Mama Tiger, I’m sorry you have a hard time with doctors, but there isn’t really an “all you people” in this thread so far who have been given pain meds but didn’t need them. There’s the OP, and possibly Smeghead. The rest of us have either commented on being able to get pain relief when we did/do need it, or lack of availability of pain medication. So no need to be terribly aggravated on that account, though it sounds horrid for you to have to jump through hoops to manage chronic pain, and I really wish it weren’t the case.

Sounds to me from reading the stories here that perhaps the ultimate problem is doctors who don’t listen to their patients…overeager to give meds to someone who doesn’t need them (with a fixable problem), and overly resistant to give them to people who DO need them (like what many of you have described). If I’d followed the plan of the PS, I’d be on pain meds right now and for some ridiculous length of time…and the ruptured disc would only further deteriorate, further increasing my pain and perhaps increasing my need and dosage of pain meds. Meanwhile, others in incredible pain are ignored or questioned. sigh

What pisses me off most is the nearly instant willingness to give me anti-anxiety meds based off of a voicemail that didn’t describe any unusual feelings or moods…just trembling and weakness if I did too much. This tells me the doc wasn’t interested in actually seeing and listening to me (or more likely, didn’t have time to listen to me)–quick, give her this medicinal band-aid, and move on.

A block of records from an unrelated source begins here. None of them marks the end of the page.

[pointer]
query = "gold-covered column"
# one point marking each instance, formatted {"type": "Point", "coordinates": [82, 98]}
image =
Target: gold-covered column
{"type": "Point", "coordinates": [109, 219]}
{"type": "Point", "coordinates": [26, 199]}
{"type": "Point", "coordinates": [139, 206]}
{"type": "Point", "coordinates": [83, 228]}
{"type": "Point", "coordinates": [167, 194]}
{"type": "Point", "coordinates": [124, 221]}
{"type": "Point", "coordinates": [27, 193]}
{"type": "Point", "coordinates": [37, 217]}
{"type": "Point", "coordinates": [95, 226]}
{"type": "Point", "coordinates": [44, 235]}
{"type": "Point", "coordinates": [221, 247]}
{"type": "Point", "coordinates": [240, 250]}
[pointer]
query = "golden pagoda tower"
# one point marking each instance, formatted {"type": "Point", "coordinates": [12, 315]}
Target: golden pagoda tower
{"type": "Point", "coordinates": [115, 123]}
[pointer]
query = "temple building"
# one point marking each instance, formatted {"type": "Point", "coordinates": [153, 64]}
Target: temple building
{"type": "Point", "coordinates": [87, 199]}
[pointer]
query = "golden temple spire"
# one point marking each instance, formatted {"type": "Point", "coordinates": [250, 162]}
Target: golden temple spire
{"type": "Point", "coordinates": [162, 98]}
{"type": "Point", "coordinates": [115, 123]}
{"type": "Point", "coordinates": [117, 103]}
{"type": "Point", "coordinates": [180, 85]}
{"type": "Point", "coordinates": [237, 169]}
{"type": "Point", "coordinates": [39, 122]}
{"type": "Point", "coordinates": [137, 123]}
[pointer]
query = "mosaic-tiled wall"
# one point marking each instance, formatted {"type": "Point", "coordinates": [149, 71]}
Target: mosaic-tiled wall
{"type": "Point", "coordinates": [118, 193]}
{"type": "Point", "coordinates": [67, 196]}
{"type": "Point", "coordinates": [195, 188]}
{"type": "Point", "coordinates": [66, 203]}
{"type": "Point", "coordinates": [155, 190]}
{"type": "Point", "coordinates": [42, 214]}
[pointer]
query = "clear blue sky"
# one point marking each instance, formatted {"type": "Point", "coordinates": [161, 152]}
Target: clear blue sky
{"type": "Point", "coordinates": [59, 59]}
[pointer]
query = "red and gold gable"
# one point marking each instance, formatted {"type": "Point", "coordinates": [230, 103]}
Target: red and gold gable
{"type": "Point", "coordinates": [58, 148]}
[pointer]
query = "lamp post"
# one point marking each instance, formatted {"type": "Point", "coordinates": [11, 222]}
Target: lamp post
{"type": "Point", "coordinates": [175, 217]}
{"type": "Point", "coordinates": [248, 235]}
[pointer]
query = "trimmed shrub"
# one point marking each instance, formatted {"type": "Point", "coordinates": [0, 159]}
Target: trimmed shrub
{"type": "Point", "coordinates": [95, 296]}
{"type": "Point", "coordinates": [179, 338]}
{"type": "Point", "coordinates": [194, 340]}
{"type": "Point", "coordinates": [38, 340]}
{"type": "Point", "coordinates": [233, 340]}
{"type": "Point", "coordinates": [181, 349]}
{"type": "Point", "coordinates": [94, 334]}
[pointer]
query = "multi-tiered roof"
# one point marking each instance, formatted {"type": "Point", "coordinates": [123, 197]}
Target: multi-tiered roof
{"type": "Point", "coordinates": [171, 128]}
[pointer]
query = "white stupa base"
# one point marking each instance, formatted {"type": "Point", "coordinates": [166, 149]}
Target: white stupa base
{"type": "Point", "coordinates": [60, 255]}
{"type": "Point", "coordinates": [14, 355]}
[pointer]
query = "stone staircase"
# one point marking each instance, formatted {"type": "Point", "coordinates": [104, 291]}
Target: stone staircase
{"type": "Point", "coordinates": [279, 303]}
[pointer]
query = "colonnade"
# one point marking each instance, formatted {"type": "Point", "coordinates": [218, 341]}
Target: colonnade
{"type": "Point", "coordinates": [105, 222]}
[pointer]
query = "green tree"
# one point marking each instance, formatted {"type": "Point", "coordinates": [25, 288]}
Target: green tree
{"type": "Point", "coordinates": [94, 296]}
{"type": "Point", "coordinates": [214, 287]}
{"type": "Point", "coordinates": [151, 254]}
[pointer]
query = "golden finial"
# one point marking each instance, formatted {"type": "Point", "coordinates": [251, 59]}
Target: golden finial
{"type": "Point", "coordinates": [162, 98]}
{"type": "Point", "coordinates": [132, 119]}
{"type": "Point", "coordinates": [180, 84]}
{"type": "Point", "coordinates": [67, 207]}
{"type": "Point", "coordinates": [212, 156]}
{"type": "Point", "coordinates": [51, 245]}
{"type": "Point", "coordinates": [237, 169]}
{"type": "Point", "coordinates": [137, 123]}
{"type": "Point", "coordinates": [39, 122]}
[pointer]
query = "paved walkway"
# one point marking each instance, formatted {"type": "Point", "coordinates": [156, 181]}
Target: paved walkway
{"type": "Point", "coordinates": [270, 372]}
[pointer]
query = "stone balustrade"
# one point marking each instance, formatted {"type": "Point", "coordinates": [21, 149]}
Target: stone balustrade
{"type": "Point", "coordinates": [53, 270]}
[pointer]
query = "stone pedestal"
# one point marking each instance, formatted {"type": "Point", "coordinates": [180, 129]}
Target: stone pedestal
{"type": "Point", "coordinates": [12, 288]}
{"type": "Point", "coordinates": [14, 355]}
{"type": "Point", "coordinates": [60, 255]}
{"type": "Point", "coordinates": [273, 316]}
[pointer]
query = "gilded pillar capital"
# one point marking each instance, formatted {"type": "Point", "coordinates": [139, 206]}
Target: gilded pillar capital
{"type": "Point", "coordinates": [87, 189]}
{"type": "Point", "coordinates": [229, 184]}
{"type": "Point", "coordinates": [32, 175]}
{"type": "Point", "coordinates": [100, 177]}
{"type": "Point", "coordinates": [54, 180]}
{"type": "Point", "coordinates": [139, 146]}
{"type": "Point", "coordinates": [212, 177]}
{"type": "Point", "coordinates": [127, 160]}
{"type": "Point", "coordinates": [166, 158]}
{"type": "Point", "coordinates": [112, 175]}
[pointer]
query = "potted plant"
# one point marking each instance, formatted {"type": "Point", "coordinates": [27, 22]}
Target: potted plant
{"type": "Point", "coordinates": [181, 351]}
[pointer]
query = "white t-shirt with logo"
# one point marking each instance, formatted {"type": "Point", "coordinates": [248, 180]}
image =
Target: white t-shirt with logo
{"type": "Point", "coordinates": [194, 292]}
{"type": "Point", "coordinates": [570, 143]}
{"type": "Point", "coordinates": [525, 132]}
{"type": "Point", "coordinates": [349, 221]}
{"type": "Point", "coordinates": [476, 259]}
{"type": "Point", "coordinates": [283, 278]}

I am grateful so many of you have shared your experiences from the other end of the spectrum–they are sobering stories, and have helped me appreciate my life (and doctors). I hope you all get the pain relief you need, in whatever form it may come.

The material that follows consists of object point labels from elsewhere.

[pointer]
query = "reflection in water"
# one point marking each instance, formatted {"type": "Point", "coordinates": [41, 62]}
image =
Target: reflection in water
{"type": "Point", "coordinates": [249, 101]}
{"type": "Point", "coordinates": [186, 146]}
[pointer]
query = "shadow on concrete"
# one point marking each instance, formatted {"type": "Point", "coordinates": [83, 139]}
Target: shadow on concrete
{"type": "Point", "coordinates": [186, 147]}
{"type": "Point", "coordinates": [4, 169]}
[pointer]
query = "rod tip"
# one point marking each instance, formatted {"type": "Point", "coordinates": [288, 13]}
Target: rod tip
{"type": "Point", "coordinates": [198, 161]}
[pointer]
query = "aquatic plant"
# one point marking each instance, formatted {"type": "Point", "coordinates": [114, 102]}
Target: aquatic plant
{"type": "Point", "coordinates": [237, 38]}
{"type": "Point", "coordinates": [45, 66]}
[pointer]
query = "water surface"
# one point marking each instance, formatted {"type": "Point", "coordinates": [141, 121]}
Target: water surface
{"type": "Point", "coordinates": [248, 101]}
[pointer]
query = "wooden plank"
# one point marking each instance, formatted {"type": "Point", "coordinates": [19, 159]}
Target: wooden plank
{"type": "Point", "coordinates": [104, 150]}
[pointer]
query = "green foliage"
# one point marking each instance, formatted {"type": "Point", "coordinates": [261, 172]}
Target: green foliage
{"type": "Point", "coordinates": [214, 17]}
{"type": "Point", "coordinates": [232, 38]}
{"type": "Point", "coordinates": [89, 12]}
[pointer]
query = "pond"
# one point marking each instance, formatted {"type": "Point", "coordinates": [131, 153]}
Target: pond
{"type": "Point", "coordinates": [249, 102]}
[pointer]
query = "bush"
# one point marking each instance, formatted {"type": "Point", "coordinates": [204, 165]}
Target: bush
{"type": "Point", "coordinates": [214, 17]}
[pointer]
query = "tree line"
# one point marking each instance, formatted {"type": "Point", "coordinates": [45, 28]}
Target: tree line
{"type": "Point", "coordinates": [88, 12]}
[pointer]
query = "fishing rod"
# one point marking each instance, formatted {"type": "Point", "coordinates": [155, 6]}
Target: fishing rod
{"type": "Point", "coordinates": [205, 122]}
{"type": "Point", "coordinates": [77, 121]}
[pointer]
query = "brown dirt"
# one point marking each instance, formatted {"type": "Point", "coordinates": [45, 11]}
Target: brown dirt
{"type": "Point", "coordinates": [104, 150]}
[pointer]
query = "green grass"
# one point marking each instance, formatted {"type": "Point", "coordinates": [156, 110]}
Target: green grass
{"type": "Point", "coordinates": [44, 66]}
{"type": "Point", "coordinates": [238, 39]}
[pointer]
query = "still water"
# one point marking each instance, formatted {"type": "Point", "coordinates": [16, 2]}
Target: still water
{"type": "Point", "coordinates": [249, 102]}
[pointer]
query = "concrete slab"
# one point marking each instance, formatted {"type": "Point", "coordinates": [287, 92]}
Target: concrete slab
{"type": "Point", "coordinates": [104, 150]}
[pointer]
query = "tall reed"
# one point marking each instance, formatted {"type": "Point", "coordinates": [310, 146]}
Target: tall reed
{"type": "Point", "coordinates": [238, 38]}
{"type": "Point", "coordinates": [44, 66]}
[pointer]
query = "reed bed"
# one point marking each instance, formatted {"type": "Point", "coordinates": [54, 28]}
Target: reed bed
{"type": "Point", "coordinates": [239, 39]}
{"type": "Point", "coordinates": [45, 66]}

My mother’s been sick since forever. I once asked her doctor whether her liver was shot (my “wet finger up in the air” analysis said it did); he thought about whether I had the right to know for a bit, then said yes. Being her only female daughter I count as her “primary caretaker by default”, plus there’s been a couple instances where I’ve gotten the right diagnose before Doc did (I’m not an MD but I have biochemistry training and I’ve been taking care of Mom for a long time).

One of the causes for her current, chronic digestive problems is mismedication. The wrong painkiller at the wrong time; not enough of the one that worked; insisting that she had to take a med that made her throw up every time…

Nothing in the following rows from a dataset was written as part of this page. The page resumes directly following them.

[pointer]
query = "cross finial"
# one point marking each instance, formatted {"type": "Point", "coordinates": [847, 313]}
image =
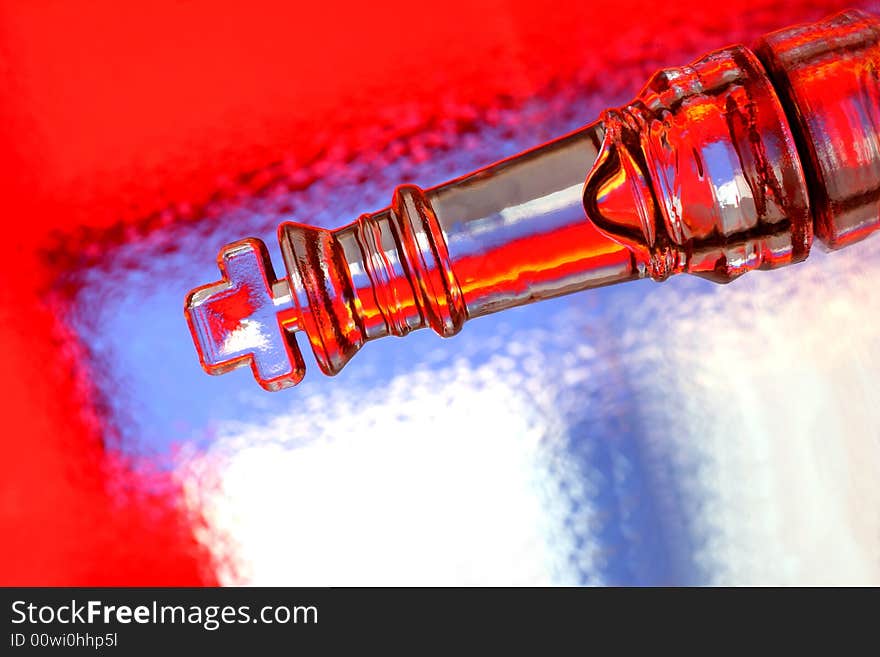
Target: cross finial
{"type": "Point", "coordinates": [247, 318]}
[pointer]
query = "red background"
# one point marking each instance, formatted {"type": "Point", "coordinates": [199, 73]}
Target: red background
{"type": "Point", "coordinates": [113, 112]}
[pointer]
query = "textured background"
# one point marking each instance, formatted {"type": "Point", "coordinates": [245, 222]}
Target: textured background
{"type": "Point", "coordinates": [682, 433]}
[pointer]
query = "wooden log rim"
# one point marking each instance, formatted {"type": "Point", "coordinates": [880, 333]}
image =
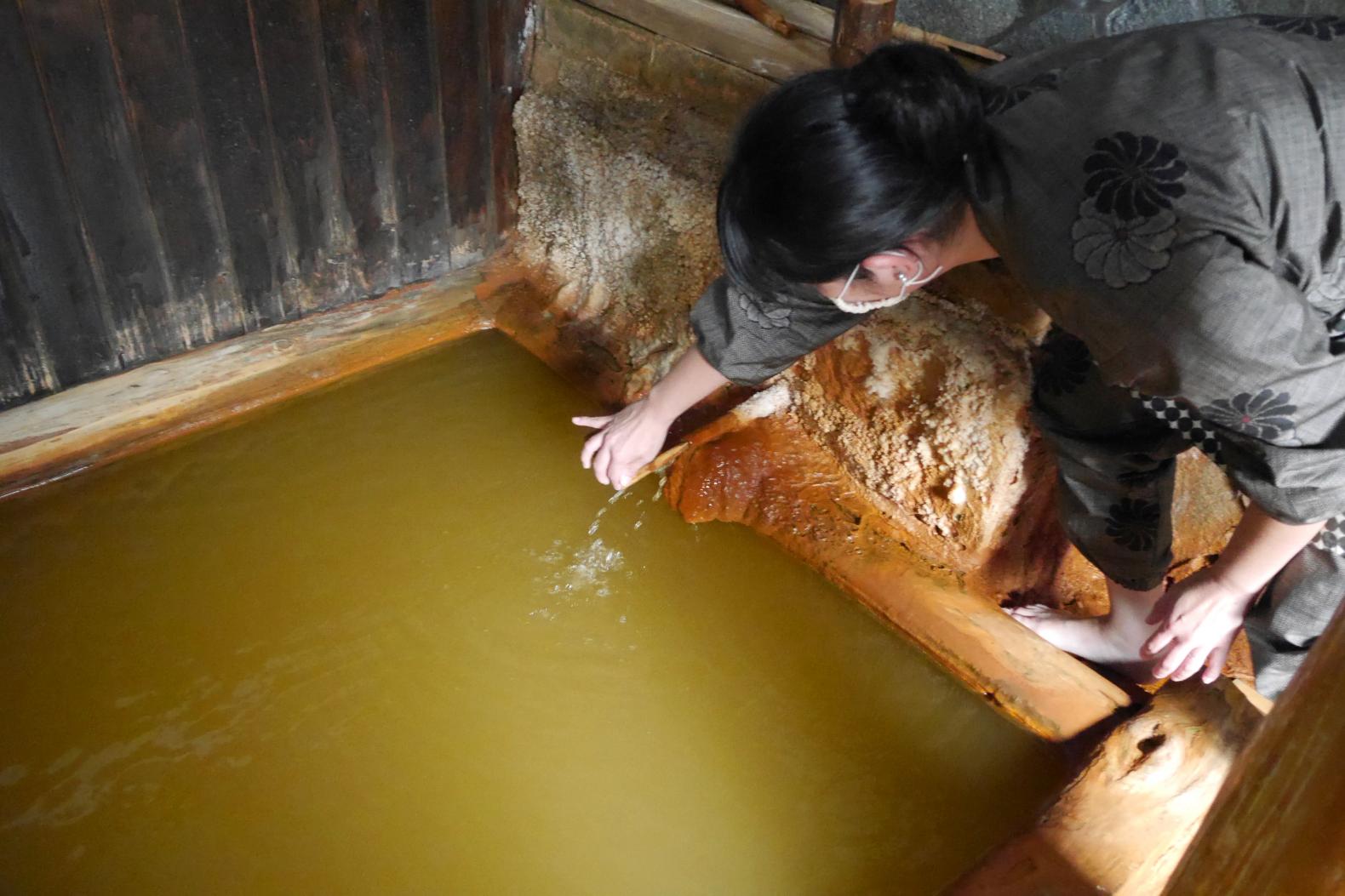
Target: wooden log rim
{"type": "Point", "coordinates": [106, 420]}
{"type": "Point", "coordinates": [861, 26]}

Between whatever started being wrong with her, self-pity, a husband who made fun of her (half-hearted) attempts at dieting, bad diets, and mis-medication - I really don’t know which one has caused her (and me) more pain.

I’m currently waiting for a neurologist’s appointment. I’ve got a series of “little things” that have happened to me for over 20 years and which always end up being chalked up to “it’s just something that happens to you”; in other words, “no idea” - a couple times, after throwing some medication my way “to see whether it does anything”. After the ‘trial and error’ meds made me sick twice, I started refusing to take them. I know that my ideas about the possible diagnosis may or may not be accurate; after all, my reason to go to a specialist is to get checked. But I do know for sure that I’m not going to take some medicine “to see if it works, while we run the actual tests”. NO WAY!